Pick auto_approve for full autonomy, review_first_n to validate the first batch from a new project / influencer / brand brief and then let the optimizer fly, and review_all for regulated verticals where every post must be human-checked before it ships.

firstN is required when policy is review_first_n and forbidden otherwise — the API returns 422 VALIDATION on either violation.

The gate

Two things decide whether a content item can be scheduled:

  1. Project policy. Set on the project's content-review policy resource (above).
  2. Content status. Every content item has an approvalStatus of not_required | pending | approved | rejected. New containers on a review_* project start at pending; the rest default to not_required.

The gate triggers on POST /v1/content/:containerId/schedule (and on /publish, which is just "schedule with scheduledFor: now"). If the container is pending, the schedule call is refused with 403 APPROVAL_REQUIRED until the container flips to approved. If the container is rejected, the call is refused with 409 CONTENT_REJECTED permanently.

approvalStatus === 'pending'   →  403 APPROVAL_REQUIRED on schedule
approvalStatus === 'rejected'  →  409 CONTENT_REJECTED on schedule

Approval is enforced at the schedule endpoint and at the just-before-publish check. Use the schedule endpoint for any publish flow that should respect the gate.

pendingCount is the queue depth

The policy resource also reports a server-computed pendingCount — the number of containers in this project that are currently sitting in approvalStatus: "pending". Read-only, useful for rendering "N items awaiting review" in your UI.

For review_first_n, the gate self-disables once the project has seen firstN containers move out of pending (any terminal state — approved, rejected — counts).

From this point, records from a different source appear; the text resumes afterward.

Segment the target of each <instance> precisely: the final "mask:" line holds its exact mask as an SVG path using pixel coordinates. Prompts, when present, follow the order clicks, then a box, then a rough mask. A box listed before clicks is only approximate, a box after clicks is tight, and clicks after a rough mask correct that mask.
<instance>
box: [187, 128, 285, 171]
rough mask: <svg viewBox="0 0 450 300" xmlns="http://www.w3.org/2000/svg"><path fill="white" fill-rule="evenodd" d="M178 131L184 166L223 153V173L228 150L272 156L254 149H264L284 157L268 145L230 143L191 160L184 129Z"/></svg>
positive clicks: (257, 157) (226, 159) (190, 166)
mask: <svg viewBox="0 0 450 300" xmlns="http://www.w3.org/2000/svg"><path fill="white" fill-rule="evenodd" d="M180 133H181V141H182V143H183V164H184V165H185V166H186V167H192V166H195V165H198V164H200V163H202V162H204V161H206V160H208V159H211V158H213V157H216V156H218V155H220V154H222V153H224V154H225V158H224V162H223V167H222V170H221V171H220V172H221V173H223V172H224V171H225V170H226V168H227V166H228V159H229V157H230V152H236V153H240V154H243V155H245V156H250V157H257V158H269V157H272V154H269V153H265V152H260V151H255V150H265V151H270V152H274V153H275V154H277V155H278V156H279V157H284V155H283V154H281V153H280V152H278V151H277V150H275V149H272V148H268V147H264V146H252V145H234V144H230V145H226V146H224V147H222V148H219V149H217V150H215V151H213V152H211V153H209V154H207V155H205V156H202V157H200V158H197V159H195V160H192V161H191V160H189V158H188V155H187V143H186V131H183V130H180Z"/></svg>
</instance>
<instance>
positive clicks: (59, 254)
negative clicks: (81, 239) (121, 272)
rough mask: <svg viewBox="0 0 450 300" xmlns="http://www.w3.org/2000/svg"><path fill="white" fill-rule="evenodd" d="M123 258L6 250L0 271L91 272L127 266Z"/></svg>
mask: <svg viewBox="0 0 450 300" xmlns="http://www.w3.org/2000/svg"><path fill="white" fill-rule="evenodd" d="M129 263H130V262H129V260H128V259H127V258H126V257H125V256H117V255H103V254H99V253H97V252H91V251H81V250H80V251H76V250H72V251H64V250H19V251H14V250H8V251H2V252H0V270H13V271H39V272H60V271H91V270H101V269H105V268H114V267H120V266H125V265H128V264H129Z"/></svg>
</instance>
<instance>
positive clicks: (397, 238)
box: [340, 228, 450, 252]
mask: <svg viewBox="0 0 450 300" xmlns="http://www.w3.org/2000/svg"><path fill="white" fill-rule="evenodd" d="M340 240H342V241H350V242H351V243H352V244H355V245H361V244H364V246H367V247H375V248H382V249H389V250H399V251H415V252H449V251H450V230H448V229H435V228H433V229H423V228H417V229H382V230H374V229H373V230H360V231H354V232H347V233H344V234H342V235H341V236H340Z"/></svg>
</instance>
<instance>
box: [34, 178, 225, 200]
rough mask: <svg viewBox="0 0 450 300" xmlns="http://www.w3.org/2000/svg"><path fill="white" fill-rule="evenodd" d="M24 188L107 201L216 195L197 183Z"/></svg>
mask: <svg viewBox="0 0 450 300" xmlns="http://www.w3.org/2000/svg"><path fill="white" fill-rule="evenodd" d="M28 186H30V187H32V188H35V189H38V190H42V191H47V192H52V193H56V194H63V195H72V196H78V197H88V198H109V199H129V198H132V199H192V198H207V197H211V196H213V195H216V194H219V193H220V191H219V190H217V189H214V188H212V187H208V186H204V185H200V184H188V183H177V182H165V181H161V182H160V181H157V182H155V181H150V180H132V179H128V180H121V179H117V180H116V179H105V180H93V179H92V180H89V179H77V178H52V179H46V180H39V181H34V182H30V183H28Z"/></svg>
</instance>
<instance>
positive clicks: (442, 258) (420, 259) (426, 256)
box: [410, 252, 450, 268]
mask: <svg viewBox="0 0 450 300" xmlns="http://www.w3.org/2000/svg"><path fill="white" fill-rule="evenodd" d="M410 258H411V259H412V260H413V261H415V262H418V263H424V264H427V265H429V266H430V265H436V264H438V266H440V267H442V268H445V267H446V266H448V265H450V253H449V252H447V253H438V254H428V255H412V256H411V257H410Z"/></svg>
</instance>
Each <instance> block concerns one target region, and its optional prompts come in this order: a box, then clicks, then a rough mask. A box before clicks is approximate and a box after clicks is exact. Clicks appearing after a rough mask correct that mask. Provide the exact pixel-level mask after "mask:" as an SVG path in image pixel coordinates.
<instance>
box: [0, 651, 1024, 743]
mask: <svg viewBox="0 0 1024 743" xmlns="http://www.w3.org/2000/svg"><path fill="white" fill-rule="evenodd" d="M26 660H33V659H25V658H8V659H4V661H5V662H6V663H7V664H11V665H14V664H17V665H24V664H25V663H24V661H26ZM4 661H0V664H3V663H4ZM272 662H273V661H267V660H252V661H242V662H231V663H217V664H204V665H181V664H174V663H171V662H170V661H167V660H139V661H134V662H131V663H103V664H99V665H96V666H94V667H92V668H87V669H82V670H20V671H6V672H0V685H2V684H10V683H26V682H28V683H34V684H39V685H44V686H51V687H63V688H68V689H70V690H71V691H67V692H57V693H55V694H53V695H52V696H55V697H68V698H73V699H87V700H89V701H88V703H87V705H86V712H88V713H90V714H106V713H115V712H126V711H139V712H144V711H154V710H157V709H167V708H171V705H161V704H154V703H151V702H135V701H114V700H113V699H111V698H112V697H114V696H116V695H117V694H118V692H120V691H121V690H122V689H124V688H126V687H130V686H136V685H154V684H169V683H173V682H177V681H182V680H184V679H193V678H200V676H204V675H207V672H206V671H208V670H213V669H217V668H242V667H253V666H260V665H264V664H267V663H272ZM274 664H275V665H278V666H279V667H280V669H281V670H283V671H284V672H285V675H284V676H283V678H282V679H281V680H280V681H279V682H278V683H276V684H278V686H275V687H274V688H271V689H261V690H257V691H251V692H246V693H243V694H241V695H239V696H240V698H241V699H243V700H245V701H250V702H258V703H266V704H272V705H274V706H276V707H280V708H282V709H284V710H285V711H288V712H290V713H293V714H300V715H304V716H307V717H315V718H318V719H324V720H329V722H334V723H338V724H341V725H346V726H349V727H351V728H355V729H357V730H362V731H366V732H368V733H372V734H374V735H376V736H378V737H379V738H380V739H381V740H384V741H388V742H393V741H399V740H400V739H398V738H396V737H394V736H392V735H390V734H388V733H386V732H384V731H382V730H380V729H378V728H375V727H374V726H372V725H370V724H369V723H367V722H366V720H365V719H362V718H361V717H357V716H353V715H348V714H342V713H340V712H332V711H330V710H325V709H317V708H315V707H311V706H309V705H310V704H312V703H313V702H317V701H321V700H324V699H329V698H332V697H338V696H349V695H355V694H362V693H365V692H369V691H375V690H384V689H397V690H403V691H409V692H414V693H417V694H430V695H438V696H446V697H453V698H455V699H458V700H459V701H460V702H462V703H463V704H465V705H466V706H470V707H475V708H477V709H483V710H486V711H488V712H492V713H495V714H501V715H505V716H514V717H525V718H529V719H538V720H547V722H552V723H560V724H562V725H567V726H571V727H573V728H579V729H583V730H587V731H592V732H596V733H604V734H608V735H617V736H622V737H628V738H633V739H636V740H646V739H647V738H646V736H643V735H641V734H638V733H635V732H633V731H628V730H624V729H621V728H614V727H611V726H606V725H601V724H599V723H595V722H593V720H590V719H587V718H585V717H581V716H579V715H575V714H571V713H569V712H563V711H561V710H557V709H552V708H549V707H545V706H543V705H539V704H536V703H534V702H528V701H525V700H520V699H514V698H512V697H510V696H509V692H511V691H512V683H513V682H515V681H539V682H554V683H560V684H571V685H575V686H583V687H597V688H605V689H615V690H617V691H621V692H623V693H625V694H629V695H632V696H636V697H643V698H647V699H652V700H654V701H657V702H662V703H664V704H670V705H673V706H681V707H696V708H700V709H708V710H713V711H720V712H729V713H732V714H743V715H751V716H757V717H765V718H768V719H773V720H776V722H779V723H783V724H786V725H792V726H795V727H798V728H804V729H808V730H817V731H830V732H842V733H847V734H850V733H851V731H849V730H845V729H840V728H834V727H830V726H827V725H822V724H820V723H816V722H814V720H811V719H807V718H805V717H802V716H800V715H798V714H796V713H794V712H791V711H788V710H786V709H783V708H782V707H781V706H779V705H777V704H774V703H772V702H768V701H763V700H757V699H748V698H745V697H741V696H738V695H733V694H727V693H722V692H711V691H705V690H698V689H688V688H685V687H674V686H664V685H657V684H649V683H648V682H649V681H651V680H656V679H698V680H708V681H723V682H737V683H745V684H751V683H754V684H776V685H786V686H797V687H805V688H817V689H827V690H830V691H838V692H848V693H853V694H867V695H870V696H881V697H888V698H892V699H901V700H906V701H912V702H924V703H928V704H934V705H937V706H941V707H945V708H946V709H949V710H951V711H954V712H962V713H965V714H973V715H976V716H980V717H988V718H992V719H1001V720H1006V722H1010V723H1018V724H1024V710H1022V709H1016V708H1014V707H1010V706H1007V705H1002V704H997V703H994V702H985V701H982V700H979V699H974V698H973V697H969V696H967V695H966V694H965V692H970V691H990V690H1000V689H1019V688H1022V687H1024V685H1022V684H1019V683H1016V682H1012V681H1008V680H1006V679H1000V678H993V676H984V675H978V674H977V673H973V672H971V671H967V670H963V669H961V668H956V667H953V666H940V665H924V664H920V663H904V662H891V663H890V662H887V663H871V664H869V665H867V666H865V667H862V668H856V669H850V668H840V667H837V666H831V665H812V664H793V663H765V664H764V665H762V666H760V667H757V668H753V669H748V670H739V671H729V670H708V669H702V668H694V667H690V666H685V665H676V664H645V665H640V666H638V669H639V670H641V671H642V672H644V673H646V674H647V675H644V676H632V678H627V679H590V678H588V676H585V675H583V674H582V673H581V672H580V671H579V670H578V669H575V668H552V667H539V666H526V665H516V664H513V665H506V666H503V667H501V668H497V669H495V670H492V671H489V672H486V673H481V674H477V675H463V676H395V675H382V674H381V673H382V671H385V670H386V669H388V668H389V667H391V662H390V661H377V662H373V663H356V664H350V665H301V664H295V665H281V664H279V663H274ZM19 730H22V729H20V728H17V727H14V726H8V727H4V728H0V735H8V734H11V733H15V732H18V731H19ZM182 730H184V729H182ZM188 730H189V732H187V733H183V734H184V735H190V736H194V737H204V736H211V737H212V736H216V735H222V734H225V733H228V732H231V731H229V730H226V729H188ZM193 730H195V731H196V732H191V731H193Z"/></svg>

Subsequent generations land at not_required automatically. This is checked at content-creation time, not at schedule time.

Approving and rejecting

POST /v1/content/:containerId/approve
{
  "note": "On-brand, clean caption"
}

POST /v1/content/:containerId/reject
{
  "reason": "Wrong influencer for this product"
}
  • approve flips approvalStatus to approved, stamps approvedAt and approvedBy (the API key id that approved), persists the optional note (max 1024 chars).
  • reject flips approvalStatus to rejected, stamps rejectedAt and rejectedBy (API key id), persists reason (required, 1–1024 chars). Rejected containers stay in the project for audit — they don't get deleted. To produce a new take, call POST /v1/projects/:id/content again with a fresh hook.

Actor attribution: both endpoints return approvedBy / rejectedBy from the calling API key. If you're building a review UI with multiple human reviewers, persist the reviewer's identity in your own system.

Rejection is a terminal decision for that container. Calling schedule or publish against a rejected container returns 409 CONTENT_REJECTED — the gate never opens for it, even if project policy later changes.

Once scope enforcement ships, these endpoints will require content:approve. Today, org-scoped keys can call them directly.

Reading and patching the policy

GET /v1/projects/:projectId/content-review-policy
→ 200
{
  "projectId": "5e9c0b1e-...",
  "policy": "review_first_n",
  "firstN": 3,
  "pendingCount": 1,
  "updatedAt": "2026-04-25T22:55:10.996Z"
}

Patch with PATCH to change the policy. Send the new policy (and firstN if applicable):

PATCH /v1/projects/:projectId/content-review-policy
{
  "policy": "review_first_n",
  "firstN": 5
}

To switch off the gate entirely:

PATCH /v1/projects/:projectId/content-review-policy
{
  "policy": "auto_approve"
}

Sending firstN together with auto_approve or review_all returns 422 VALIDATION with a clear details.issues pointer at firstN.